Our results suggest that we have made very little progress with the economy remaining in a deep recession. Alternatively, we do see progress in selected credit markets but only where the Federal Reserve appears to be directly involved. Unfortunately, the regional story remains disappointing.
Where are we now?
Our most recent forecast shows a deeper and longer recession than we witnessed in either 1990 or 2001, perhaps similar to our experience in 1973-75. In Figure 1 we illustrate our baseline expectations for real GDP. Real final sales are expected to remain negative throughout 2009. Inventory swings and declines in imports might produce a positive GDP figure before then, but we now believe the recession will last through the third quarter of this year while job losses and rising unemployment will likely carry over into next year.
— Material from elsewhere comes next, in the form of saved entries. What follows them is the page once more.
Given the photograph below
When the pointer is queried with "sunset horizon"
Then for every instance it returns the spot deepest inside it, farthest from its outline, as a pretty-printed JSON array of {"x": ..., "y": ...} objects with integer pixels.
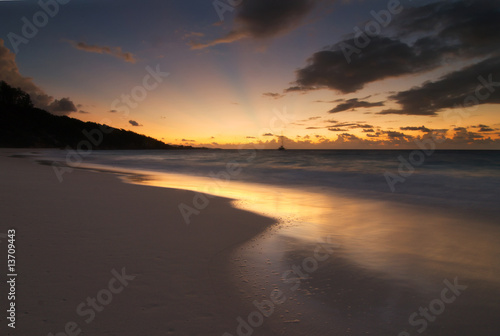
[{"x": 222, "y": 76}]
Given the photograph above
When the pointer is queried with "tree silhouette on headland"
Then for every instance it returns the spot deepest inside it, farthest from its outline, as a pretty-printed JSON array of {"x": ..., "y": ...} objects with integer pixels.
[{"x": 24, "y": 126}]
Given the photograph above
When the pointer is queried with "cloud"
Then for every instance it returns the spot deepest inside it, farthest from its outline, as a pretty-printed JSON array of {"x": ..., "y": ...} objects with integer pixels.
[
  {"x": 354, "y": 103},
  {"x": 63, "y": 105},
  {"x": 113, "y": 51},
  {"x": 466, "y": 137},
  {"x": 263, "y": 19},
  {"x": 9, "y": 72},
  {"x": 273, "y": 95},
  {"x": 134, "y": 123},
  {"x": 393, "y": 134},
  {"x": 413, "y": 128},
  {"x": 426, "y": 37},
  {"x": 452, "y": 90},
  {"x": 484, "y": 128}
]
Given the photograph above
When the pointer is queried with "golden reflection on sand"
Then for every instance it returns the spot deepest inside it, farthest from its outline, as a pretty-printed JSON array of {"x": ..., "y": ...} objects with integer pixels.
[{"x": 411, "y": 243}]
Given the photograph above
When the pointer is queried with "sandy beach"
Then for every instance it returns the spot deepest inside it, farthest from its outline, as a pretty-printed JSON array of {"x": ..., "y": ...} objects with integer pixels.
[{"x": 73, "y": 237}]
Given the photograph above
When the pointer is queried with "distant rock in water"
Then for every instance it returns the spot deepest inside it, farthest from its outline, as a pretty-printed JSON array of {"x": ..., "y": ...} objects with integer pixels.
[{"x": 24, "y": 126}]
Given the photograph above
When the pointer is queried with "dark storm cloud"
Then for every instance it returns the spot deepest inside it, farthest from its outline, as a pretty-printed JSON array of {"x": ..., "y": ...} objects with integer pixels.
[
  {"x": 473, "y": 85},
  {"x": 484, "y": 128},
  {"x": 134, "y": 123},
  {"x": 382, "y": 58},
  {"x": 113, "y": 51},
  {"x": 439, "y": 32},
  {"x": 354, "y": 103},
  {"x": 64, "y": 105},
  {"x": 393, "y": 134},
  {"x": 273, "y": 95},
  {"x": 413, "y": 128},
  {"x": 263, "y": 19},
  {"x": 9, "y": 72}
]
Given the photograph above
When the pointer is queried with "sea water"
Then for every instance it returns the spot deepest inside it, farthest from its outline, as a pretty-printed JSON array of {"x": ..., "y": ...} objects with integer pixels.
[{"x": 414, "y": 218}]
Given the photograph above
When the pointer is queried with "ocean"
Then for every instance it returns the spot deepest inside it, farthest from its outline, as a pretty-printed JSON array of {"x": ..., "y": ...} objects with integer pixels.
[{"x": 404, "y": 222}]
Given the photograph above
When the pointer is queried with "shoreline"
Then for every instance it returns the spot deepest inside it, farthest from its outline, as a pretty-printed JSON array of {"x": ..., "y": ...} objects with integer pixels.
[
  {"x": 74, "y": 236},
  {"x": 390, "y": 260}
]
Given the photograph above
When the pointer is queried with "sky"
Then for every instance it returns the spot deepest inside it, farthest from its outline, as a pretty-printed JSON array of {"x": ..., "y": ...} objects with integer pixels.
[{"x": 231, "y": 73}]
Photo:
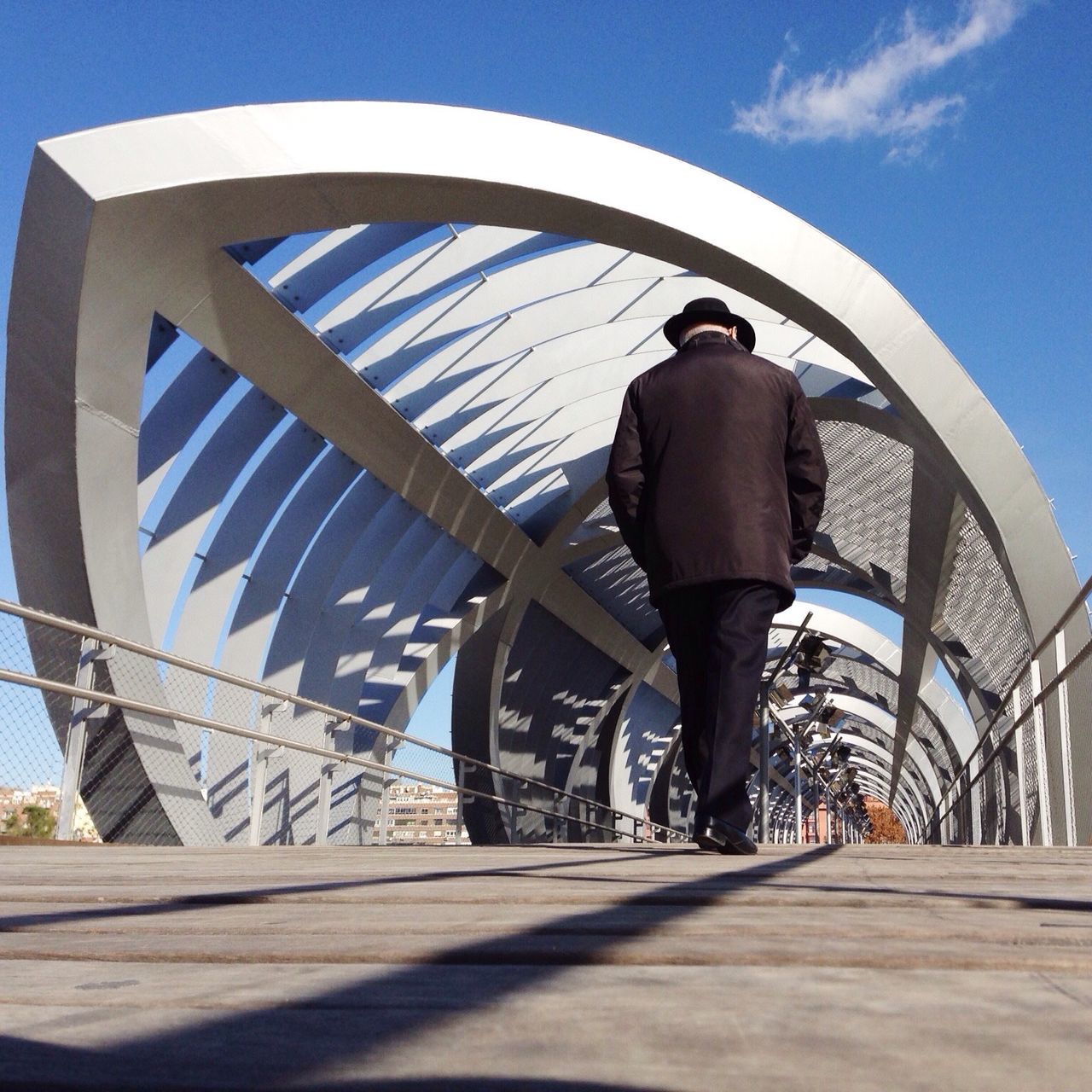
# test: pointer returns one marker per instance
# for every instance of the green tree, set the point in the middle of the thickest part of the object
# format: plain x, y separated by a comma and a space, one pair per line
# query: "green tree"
32, 822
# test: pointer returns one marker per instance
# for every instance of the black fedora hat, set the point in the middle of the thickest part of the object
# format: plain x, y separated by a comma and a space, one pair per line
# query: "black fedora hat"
709, 309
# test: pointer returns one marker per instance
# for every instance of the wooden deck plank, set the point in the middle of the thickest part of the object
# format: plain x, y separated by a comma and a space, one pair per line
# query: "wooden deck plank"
538, 967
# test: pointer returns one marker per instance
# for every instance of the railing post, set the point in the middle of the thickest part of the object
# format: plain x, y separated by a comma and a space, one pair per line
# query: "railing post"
1021, 773
764, 764
1067, 753
796, 794
385, 794
262, 756
75, 745
461, 782
1044, 792
327, 782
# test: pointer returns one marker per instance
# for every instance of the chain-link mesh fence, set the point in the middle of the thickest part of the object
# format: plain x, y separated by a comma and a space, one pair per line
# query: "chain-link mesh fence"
127, 744
1037, 752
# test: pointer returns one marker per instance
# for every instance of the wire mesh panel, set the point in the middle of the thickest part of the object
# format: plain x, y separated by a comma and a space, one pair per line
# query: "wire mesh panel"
170, 752
34, 730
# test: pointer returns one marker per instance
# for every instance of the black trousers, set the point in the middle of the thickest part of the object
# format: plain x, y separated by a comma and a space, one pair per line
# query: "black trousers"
718, 634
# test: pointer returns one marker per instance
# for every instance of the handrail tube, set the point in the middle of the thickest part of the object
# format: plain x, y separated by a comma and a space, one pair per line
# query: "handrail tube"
1060, 624
100, 697
168, 658
1044, 694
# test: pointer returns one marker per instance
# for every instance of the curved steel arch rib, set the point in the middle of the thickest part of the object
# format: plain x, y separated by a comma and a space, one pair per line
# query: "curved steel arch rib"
131, 224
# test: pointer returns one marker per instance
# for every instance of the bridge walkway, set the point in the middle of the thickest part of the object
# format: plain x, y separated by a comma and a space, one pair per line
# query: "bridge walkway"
545, 967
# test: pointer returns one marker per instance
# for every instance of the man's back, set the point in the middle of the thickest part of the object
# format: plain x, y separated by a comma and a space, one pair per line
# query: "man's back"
717, 472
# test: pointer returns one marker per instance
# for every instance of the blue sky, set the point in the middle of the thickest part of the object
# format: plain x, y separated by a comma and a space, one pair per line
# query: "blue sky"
947, 143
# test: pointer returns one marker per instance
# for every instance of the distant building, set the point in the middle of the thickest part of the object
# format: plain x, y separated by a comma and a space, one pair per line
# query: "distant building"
425, 816
14, 800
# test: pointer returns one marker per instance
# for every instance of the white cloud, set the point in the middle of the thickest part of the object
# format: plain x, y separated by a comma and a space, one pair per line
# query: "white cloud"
874, 97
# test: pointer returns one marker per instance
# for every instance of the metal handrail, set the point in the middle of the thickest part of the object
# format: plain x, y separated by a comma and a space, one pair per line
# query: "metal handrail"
1040, 699
984, 735
332, 712
102, 698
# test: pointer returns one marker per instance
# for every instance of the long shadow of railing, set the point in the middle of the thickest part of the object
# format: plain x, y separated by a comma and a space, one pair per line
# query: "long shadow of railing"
283, 1043
245, 897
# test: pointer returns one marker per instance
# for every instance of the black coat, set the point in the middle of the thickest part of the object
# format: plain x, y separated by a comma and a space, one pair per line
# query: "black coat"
717, 471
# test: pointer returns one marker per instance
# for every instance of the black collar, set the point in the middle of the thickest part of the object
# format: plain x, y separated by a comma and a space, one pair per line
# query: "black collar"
706, 338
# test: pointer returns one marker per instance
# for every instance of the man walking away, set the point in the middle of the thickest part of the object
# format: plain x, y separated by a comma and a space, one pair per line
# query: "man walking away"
717, 478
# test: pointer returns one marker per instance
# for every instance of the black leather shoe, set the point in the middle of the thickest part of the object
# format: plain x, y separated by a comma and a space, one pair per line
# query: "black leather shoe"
721, 837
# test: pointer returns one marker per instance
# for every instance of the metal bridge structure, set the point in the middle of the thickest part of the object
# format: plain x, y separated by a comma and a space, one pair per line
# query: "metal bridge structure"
319, 394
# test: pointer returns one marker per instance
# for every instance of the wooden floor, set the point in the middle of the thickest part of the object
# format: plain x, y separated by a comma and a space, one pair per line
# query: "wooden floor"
545, 967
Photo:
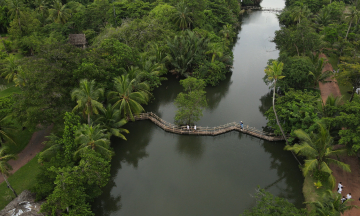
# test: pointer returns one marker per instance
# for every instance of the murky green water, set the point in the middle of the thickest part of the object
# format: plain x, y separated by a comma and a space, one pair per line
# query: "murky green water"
159, 173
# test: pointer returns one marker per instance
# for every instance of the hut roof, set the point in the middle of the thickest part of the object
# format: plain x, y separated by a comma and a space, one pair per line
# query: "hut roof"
77, 39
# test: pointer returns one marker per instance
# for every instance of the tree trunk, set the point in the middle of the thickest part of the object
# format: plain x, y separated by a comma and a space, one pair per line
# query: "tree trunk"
2, 40
277, 120
348, 29
114, 13
9, 186
352, 94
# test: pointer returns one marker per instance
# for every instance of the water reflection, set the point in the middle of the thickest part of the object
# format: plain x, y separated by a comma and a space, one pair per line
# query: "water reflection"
214, 95
266, 102
191, 146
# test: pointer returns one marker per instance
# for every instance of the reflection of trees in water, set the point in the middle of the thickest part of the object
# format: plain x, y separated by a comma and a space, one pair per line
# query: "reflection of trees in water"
191, 146
288, 170
215, 94
129, 152
107, 204
266, 102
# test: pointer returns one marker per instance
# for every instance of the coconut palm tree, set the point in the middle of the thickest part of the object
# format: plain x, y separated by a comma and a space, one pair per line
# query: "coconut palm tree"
273, 73
227, 31
301, 11
53, 146
327, 107
182, 15
111, 120
86, 97
5, 166
59, 12
11, 68
126, 97
331, 204
215, 50
92, 137
352, 17
317, 72
318, 150
16, 10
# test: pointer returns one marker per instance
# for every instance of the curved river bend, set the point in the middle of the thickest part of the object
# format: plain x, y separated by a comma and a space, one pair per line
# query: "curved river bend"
159, 173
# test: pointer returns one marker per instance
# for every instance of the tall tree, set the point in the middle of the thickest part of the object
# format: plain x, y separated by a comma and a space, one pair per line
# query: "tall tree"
126, 97
273, 73
16, 10
182, 15
352, 17
350, 73
59, 12
86, 97
111, 120
5, 166
92, 137
319, 151
301, 11
191, 102
11, 68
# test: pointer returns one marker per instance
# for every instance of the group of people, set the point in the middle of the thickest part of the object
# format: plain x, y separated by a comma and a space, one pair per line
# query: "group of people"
188, 127
340, 188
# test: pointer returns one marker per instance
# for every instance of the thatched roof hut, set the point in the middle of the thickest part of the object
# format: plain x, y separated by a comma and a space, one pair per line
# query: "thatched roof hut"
77, 40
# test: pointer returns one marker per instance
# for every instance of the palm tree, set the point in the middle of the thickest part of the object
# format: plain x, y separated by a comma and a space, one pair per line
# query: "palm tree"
92, 137
11, 68
86, 97
7, 130
318, 150
215, 50
53, 147
324, 17
111, 120
273, 73
182, 15
318, 73
331, 204
16, 10
41, 6
299, 12
228, 32
59, 13
353, 16
330, 103
5, 166
126, 98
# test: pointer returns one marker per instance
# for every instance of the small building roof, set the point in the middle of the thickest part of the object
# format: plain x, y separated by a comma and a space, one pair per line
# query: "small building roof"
77, 39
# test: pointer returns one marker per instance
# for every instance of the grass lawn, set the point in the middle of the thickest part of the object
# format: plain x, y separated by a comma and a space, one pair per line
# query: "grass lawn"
23, 179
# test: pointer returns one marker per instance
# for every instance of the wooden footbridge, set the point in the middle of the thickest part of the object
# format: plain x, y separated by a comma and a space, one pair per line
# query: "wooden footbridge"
262, 8
207, 131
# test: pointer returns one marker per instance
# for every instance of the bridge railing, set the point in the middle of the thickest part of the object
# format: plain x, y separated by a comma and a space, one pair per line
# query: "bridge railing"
199, 129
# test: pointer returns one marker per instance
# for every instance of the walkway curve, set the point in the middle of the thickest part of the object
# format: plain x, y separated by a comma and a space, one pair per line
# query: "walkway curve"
207, 131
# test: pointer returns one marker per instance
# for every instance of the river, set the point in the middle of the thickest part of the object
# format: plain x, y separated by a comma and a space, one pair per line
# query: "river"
159, 173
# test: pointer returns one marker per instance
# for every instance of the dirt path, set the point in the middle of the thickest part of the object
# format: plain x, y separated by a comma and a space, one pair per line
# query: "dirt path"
30, 150
349, 180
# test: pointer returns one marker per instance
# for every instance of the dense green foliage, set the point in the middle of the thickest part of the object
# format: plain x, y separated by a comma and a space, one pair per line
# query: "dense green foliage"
191, 102
268, 204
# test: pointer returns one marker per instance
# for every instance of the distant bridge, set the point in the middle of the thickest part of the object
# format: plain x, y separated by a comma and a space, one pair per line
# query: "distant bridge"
207, 131
262, 8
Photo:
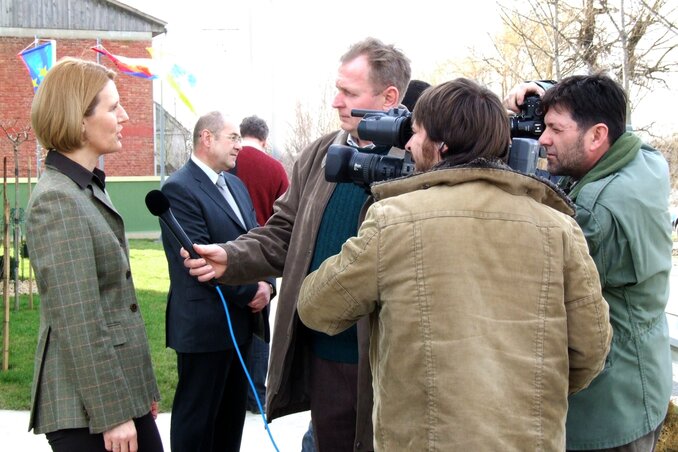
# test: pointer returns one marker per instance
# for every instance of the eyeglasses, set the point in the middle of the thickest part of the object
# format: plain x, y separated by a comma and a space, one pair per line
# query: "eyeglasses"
235, 138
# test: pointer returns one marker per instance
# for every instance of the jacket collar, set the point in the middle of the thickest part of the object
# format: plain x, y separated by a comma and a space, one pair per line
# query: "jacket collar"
499, 175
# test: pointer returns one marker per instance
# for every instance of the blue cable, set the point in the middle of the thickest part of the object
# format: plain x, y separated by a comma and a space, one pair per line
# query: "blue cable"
244, 367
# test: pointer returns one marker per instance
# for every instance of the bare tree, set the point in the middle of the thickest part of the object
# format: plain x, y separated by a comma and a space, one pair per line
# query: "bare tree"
635, 40
309, 123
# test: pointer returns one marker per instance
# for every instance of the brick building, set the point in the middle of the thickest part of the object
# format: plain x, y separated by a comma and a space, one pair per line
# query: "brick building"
78, 25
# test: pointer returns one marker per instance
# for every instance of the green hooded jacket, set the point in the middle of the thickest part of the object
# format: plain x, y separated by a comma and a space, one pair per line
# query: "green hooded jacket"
622, 207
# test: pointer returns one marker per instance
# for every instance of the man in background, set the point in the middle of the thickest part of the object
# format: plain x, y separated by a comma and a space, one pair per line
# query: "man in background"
208, 413
266, 181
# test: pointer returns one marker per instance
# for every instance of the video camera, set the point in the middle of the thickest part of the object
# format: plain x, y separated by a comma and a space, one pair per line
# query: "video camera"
389, 128
394, 128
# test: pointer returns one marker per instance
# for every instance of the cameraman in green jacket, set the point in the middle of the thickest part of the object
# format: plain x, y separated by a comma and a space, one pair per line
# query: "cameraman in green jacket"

Federal government spending makes a significant positive contribution to our positive fourth quarter estimate for GDP.
Throughout this financial crisis there have been endless comparisons between today’s environment and the 1930s. We feel a more apt comparison is the deep 1973-1975 recession, a period that also dealt with an oil price shock, a housing collapse and a banking crisis (Figure 2). This more recent recession, and not the Great Depression, provides a template for our outlook.